When doing such things (happens occasionally especially for mutexes), I usually use pointer to members. This avoids any special treatment and delete in the destructor.

#include "Vector.h"

class LineSeg
{
private:
    Vector a0;
    Vector b0;
    Vector* a = &a0;
    Vector* b = &b0;
public:
    LineSeg()
    {
    }
    LineSeg(Vector &ap, Vector &bp, bool copy) {
        if( copy )
        {
            a0 = ap;
            b0 = bp;
            return;
        }
        a = ≈
        b = &bp;
    }
    virtual ~LineSeg(){
    }
};

However, this comes with some memory cost when external references are used, since a0 and b0 still use space in the class, though not used. However, such a construct is necessary rarely, and it's worth the little memory cost imo.

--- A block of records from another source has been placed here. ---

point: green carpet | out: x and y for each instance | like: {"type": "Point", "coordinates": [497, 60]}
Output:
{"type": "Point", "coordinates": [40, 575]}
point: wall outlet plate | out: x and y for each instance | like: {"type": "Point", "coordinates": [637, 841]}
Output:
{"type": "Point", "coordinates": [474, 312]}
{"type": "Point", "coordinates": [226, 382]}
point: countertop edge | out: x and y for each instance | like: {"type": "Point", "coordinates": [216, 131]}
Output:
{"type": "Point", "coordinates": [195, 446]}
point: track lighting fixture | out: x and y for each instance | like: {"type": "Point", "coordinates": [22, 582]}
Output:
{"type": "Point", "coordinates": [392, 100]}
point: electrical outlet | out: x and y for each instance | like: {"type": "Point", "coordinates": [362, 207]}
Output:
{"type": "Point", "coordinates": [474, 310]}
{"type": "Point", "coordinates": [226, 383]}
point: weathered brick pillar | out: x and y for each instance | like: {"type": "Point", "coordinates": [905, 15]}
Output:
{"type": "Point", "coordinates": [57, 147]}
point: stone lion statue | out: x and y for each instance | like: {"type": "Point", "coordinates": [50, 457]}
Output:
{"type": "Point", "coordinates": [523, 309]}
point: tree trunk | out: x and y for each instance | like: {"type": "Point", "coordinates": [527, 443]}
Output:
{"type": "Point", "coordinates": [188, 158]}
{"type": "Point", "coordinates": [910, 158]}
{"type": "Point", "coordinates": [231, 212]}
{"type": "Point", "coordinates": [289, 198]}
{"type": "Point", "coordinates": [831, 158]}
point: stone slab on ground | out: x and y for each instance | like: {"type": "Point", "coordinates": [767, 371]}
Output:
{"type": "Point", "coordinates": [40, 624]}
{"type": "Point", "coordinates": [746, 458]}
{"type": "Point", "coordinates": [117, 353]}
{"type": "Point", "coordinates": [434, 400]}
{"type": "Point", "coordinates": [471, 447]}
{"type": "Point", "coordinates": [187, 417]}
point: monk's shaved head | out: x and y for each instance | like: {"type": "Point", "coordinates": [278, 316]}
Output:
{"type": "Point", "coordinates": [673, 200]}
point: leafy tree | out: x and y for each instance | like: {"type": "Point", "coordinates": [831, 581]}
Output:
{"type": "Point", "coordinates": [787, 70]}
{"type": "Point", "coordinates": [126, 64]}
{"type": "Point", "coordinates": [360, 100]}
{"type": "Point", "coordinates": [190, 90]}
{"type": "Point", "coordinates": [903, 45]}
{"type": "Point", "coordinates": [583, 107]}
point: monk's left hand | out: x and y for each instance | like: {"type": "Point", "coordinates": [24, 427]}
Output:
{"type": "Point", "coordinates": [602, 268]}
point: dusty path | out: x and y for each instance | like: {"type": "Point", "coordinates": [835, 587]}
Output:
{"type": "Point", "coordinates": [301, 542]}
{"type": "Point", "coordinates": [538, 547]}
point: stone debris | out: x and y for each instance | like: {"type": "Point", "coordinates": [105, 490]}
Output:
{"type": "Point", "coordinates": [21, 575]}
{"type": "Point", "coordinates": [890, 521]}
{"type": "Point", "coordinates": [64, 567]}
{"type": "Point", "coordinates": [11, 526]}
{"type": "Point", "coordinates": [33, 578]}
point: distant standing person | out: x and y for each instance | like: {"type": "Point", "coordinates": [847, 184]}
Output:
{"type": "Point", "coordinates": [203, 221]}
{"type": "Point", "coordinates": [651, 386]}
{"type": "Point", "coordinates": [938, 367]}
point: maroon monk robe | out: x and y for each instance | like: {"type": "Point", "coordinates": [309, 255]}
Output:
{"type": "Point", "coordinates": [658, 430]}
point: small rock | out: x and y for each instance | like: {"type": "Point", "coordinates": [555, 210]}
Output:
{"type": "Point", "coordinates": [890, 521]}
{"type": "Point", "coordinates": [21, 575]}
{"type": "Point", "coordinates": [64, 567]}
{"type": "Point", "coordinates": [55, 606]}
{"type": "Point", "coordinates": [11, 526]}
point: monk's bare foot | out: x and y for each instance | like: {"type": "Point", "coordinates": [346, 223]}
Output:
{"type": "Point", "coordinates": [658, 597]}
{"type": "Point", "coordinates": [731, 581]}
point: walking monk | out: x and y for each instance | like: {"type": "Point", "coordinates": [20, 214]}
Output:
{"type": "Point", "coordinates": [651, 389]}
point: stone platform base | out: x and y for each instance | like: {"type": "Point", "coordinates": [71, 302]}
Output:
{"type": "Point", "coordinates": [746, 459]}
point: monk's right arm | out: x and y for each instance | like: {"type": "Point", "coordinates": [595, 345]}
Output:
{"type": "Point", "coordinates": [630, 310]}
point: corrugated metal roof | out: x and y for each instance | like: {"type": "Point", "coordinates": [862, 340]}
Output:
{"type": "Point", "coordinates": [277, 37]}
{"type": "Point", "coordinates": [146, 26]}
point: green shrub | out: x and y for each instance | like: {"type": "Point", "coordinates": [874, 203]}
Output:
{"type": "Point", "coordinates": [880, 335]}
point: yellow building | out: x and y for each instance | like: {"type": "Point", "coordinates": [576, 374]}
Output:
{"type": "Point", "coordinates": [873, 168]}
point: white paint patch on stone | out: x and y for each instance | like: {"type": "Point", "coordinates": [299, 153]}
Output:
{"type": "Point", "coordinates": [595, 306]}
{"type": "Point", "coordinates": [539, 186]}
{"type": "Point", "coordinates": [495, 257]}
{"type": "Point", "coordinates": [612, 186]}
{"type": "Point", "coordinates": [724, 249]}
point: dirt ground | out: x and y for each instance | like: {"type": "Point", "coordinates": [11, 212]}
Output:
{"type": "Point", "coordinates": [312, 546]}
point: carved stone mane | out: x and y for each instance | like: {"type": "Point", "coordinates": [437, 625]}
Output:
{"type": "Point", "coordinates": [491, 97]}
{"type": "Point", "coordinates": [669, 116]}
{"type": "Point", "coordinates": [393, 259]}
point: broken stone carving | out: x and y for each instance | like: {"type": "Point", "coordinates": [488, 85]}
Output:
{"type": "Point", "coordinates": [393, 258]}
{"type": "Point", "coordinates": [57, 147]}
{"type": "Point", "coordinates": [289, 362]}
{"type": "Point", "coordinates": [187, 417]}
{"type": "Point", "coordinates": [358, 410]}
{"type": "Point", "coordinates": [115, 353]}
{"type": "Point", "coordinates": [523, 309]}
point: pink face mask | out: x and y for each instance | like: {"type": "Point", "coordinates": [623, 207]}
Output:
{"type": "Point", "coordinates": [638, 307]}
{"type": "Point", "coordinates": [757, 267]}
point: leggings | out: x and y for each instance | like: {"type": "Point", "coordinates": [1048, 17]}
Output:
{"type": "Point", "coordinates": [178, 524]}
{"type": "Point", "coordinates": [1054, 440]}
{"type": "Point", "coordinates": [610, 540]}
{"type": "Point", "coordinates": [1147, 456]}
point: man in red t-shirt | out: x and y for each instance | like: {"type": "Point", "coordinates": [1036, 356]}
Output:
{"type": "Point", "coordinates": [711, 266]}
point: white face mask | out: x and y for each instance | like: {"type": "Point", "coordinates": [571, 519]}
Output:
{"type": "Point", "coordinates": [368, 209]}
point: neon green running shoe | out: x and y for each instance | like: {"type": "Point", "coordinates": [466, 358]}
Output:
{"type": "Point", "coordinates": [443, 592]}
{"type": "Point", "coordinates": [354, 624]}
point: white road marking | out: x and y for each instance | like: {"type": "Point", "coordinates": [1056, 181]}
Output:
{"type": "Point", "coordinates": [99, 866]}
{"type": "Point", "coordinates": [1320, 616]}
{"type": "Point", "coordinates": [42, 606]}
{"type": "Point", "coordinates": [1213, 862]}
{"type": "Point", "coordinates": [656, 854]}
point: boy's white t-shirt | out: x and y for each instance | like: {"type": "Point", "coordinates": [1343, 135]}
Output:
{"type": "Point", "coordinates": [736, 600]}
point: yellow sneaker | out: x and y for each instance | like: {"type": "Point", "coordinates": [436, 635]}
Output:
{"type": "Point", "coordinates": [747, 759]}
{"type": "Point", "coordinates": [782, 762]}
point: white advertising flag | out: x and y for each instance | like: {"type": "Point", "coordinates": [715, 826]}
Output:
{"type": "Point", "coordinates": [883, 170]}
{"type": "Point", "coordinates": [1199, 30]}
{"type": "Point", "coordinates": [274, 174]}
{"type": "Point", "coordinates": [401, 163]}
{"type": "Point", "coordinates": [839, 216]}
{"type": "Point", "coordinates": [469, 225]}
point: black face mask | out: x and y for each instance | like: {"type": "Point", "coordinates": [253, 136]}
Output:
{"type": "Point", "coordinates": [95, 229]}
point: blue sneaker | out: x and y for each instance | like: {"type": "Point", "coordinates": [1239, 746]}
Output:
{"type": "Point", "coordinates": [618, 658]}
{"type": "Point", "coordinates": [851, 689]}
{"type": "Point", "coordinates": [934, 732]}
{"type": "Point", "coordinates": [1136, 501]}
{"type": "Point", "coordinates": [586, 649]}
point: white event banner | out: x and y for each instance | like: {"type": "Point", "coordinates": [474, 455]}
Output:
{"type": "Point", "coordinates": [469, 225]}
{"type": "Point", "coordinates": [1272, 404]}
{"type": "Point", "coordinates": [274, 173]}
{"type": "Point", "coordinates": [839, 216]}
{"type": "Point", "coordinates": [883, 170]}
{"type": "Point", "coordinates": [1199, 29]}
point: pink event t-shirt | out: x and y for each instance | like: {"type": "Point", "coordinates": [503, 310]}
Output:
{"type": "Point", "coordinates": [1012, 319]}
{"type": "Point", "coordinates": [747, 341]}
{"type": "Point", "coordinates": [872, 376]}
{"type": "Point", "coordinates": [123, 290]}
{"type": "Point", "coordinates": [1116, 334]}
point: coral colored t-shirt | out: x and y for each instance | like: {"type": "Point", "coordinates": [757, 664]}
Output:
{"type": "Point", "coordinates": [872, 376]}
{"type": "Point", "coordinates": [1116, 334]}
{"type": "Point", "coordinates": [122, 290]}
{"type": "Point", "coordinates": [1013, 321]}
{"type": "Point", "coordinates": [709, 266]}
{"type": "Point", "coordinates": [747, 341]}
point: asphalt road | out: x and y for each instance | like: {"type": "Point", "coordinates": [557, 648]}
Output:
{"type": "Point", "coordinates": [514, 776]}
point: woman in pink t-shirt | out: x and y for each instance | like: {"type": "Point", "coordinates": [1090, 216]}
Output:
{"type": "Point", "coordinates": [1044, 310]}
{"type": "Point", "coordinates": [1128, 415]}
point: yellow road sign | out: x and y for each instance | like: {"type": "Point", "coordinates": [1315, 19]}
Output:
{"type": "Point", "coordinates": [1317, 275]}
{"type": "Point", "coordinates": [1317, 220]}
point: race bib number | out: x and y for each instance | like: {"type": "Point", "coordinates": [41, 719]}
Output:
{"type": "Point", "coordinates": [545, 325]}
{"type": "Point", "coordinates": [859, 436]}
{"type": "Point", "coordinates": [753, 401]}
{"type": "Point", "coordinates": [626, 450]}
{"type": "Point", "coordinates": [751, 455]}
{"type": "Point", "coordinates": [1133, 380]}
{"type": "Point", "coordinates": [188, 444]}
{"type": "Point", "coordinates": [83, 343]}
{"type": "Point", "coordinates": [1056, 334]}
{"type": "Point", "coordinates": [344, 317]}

But design-wise this construct is questionnable, because it is potentially confusing and dangerous. Let's say you add a method clear(), which clears the both Vector members:

void clear() {
    a->clear();
    b->clear();
}

Now a colleague creates a LineSeg( myVector1, myVector2, false) and after some computing calls myLineSeg.clear() - that might be pretty confusing, because his own myVector1 and myVector2 are cleared.

That's why I limit this to special cases like mutexes, and usually only allow it protected.

Im most other cases vu1p3n0x is right - it's much better to use only one mechanism - either copy always, take ownership always, or use shared_ptr.